Он пытался скрыть выступившие слезы.
– Никогда – слышишь? – никогда больше не говори мне этого. Иначе я не смогу выжить, когда тебя здесь не будет. Если ты и вправду любишь меня, прошу тебя, забудь то, что мне сказала. И я тоже забуду.
Но оба знали, что забыть невозможно. Невозможно разорвать ту связь между ними, что крепла с каждым днем. Его присутствие вдохнуло жизнь в ее измученное тело, и ее давно уже волнуют не только собственные страдания. Она очень беспокоилась за Гиди. Обычно он бывал весел и смешил других, был душой отделения, но иногда – чаще всего после обследования – он погружался в черную меланхолию и молчал. Это молчание пугало ее. Она сама так долго молчала, погруженная в свои страдания, оплакивая свое лицо и тело, которые больше никогда не будут такими, как прежде, – и вот теперь, когда он вновь зажег в ней искру жизни, уже он накрывает голову одеялом…

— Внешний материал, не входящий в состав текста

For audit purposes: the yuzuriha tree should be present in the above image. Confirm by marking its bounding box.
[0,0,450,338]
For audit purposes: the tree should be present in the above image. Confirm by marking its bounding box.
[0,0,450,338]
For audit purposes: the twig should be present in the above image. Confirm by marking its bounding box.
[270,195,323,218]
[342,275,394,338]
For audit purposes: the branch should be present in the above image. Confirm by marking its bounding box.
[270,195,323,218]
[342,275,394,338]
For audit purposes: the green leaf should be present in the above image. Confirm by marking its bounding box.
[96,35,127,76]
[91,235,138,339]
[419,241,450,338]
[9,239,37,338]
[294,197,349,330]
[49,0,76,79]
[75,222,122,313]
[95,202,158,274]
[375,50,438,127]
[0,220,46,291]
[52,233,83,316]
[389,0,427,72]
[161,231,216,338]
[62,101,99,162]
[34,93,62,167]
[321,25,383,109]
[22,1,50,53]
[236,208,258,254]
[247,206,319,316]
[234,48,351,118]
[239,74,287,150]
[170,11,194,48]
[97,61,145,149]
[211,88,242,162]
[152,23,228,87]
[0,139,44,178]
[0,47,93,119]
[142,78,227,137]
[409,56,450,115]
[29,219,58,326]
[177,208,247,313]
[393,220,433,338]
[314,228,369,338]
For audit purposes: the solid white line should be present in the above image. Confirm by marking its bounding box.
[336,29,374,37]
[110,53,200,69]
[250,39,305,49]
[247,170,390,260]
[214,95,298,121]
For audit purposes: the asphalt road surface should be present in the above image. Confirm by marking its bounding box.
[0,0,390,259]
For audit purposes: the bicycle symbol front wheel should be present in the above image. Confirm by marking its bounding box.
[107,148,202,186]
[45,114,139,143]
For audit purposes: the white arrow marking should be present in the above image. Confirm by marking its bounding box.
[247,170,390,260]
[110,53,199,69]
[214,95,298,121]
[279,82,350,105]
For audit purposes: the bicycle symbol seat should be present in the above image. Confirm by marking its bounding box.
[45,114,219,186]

Однажды, вернувшись после разговора с профессором, Гиди лег в постель и задернул занавеску, которая разделяла их кровати. Он отказывался есть, отказывался разговаривать с кем бы то ни было, все ее попытки разговорить его были напрасны. Даже приехавших из Нагарии родителей он прогнал. Луна не находила себе места. Его страдания заставили ее забыть о собственных. Кроме своего отца, ни о ком она раньше не тревожилась.
Но в одно прекрасное утро он снова стал собой – как будто ничего и не было. В одночасье вернулись шутки, смех и забавные проделки, которые сделали его любимчиком всех медсестер – и радостью ее жизни.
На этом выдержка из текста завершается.